Nos tomábamos unos pinchos. Amigos, compañeros. Todos sentados en una mesa alta con los teléfonos listos para ser desenfundados en cualquier momento. Brr, brr, brr, vibra el móvil de uno. «Mi amor» en la pantalla. Él ignora a su amor y le preguntamos si es su mujer. Afirmativo. Como ya llevamos un buen rato tapa va, tapa viene, se ha roto el muro de la formalidad. «¿Estás enamorado?». Silencio. «Llevamos años juntos. Son muchas cosas en común. Hijos, hipoteca, familias». Basta buscar el palabro amor en el diccionario para saber que el término hipoteca no figura en su definición. Al menos, técnicamente. Dudo sobre si decimos lo que sentimos o, y no sé si es peor, sentimos lo que decimos.

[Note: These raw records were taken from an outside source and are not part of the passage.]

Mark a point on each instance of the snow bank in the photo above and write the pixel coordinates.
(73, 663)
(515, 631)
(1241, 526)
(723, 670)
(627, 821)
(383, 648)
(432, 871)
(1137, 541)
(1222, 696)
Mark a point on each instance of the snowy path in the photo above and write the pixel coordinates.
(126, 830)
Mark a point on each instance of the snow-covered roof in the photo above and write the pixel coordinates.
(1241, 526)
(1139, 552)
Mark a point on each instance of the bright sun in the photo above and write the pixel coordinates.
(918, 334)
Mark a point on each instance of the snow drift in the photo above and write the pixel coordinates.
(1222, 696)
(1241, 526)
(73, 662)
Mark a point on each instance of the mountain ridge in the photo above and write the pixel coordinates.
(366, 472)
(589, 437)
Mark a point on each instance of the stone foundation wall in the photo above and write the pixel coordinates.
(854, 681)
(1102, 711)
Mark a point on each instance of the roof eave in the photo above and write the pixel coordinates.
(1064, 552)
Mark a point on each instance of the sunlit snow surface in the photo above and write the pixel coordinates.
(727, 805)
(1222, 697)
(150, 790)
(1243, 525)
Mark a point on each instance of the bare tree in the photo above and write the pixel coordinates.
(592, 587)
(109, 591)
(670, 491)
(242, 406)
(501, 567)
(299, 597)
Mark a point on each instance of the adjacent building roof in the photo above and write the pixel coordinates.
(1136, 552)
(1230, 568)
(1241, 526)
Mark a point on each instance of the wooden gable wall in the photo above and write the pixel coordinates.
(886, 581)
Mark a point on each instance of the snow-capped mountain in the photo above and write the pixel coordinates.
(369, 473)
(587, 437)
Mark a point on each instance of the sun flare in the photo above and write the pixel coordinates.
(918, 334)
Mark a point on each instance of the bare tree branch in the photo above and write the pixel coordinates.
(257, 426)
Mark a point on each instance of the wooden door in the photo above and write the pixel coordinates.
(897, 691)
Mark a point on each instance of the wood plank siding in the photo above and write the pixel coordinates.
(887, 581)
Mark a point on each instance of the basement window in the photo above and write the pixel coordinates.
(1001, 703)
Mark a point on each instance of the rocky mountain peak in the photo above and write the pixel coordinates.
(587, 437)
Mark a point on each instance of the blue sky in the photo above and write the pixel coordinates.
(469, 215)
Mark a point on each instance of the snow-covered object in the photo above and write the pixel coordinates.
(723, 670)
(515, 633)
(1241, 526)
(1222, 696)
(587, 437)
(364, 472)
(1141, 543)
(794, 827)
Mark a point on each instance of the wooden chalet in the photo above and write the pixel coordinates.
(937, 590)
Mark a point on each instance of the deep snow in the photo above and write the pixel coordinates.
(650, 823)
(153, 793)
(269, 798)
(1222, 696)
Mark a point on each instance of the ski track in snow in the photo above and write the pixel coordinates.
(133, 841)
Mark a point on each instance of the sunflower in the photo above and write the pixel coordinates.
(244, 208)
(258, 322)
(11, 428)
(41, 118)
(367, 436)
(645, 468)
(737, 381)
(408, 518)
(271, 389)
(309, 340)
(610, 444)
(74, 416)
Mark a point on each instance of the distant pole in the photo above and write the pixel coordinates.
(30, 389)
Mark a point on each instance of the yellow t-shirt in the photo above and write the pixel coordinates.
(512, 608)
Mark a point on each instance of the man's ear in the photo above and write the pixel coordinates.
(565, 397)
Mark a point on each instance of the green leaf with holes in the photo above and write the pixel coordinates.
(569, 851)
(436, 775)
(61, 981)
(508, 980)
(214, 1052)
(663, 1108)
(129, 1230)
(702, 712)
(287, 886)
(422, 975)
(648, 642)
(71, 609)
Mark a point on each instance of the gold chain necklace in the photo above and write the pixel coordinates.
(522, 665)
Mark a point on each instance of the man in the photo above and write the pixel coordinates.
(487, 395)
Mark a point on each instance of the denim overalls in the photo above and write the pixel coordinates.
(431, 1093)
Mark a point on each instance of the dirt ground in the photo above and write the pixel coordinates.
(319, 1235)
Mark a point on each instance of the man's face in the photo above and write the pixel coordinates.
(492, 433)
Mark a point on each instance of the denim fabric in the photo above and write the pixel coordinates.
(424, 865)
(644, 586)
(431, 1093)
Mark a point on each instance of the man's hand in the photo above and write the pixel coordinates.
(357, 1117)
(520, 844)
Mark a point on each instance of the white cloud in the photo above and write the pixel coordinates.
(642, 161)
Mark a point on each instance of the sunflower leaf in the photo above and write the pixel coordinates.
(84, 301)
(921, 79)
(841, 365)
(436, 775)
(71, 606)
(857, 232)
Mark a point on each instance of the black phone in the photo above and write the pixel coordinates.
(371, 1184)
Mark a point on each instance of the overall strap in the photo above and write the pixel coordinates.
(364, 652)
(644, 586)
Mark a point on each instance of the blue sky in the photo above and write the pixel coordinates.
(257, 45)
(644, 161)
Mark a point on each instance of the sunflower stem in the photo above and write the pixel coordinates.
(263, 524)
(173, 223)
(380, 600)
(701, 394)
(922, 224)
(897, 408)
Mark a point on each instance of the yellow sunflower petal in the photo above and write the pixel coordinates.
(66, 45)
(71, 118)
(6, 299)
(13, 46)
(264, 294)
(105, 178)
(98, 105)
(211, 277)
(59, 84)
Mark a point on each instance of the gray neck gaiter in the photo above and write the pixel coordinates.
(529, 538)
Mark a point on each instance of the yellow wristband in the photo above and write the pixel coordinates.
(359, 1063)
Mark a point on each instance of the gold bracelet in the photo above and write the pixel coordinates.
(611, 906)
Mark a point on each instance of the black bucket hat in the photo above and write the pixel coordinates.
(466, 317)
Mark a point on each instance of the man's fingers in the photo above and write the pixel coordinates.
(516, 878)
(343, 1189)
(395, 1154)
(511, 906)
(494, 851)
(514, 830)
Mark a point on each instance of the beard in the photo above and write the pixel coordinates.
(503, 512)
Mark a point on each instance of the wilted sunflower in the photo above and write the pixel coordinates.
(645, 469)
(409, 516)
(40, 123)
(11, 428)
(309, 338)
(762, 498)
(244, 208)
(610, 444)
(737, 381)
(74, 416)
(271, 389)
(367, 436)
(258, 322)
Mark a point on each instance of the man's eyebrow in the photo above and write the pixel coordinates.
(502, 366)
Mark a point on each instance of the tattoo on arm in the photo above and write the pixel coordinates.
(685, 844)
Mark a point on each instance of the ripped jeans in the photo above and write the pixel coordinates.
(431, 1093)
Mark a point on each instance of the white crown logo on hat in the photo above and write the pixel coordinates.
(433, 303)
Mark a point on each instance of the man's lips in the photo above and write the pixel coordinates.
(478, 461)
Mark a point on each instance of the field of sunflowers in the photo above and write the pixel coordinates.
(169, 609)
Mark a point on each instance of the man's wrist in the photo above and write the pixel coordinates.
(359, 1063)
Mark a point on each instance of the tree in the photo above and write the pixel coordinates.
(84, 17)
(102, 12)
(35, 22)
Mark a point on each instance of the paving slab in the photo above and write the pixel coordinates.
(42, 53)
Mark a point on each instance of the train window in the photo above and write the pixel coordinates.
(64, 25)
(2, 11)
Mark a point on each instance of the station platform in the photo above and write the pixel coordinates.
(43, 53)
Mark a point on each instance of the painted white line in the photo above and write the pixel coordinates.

No seré yo quien deje de loar los beneficios del WhatsApp. Compartir una ubicación es el no va más. Entenderla me eleva, particularmente, al estadio de diosa de la tecnología, pero la mensajería instantánea no ha facilitado la fluidez de la comunicación. Nos hemos vuelto controladores, controlados y susceptibles. Frustra pasar minutos eternos con la vista fija en un escribiendo y recibir un mísero «OK», se pierde el tiempo con cadenas de propósitos y entender el significado de cada emoticono no es siempre fácil. No sé si el que llora lo hace de risa o de pena. Si el de gesto tristón es porque está decepcionado o trata de transmitir algo parecido a la ternura, la nostalgia y el cariño. Capítulo aparte cuando las manos entran en acción. Me pregunto si las palmas juntas son la muestra de que al emisor le ha dado por rezar un padrenuestro, pedir algo por favor o mostrar admiración. No sé si el de manos al frente y pulgares unidos debe usarse para transmitir devoción o sanación y desconozco las diferencias entre el corazón lila, rojo y amarillo. No hay emoticono capaz de transmitir el deseo o las ganas de descubrir a alguien. En ese territorio solo son aptas las palabras. O las miradas.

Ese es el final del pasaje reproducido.